In United States v. Berry, supra, at 597-8, the court commented on the “salutary practice of informing individuals that they are free to refuse consent to a search and to contact a lawyer.” In Scott, supra; Del Rio v. State, 171 Ga. App. 381 (3) (320 SE2d 236) (1984); and Aguero v. State, 169 Ga. App. 462 (2) (313 SE2d 735) (1984), the fact that the accused was told of those rights was one of the factors which supported a finding that the consent was voluntary. There was no such advice given in the present case. Instead, the officer seized appellant, took her to a small room where she was alone with him, and asked again for consent to search. There is no evidence that appellant ever gave any consent to search. While her conduct in opening her bag and removing two garments, an action which did not reveal any contraband, may well have signalled acquiescence, it did not show consent. Citing Bumper v.

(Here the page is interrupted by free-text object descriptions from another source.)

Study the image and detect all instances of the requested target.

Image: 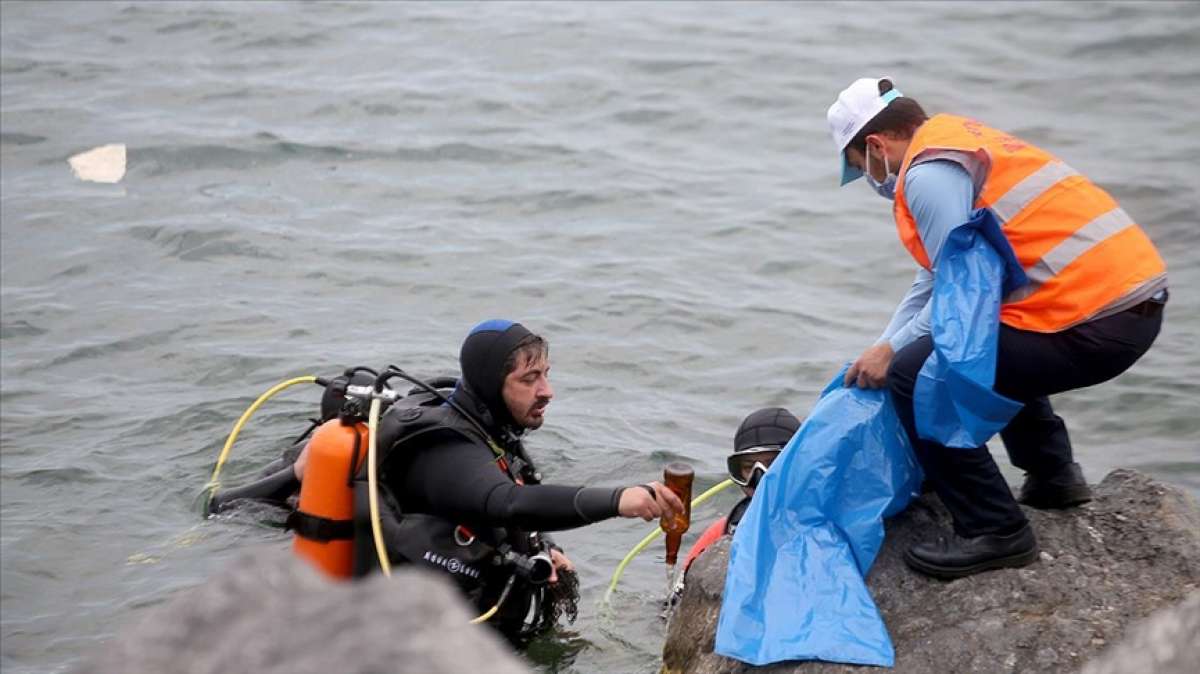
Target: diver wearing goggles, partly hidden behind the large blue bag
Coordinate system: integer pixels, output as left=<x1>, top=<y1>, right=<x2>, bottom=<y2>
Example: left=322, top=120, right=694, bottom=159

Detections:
left=674, top=408, right=800, bottom=578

North Carolina, 391 U. S. 543 (88 SC 1788, 20 LE2d 797) (1968), the court noted in United States v. Berry, supra at 596, that “acquiescence cannot . . . substitute for free consent.” Considering that appellant was, at the time of her supposed consent to search, in illegal detention, that she was never informed of her right to refuse to consent to a search of her person and effects, and that there is no evidence of any express giving of consent on her part, we determine from the totality of the circumstances that, as a matter of law, there was no valid consent to search. The trial court erred in ruling otherwise.

It follows from our rulings that the denial of appellant’s motion to suppress was error which requires the reversal of her convictions.

Judgment reversed.

McMurray, P. J., and Pope, J., concur.

Decided November 9, 1988.

Frank J. Petrella, for appellant.

Robert E. Keller, District Attorney, Clifford A. Sticker, Assistant District Attorney, for appellee.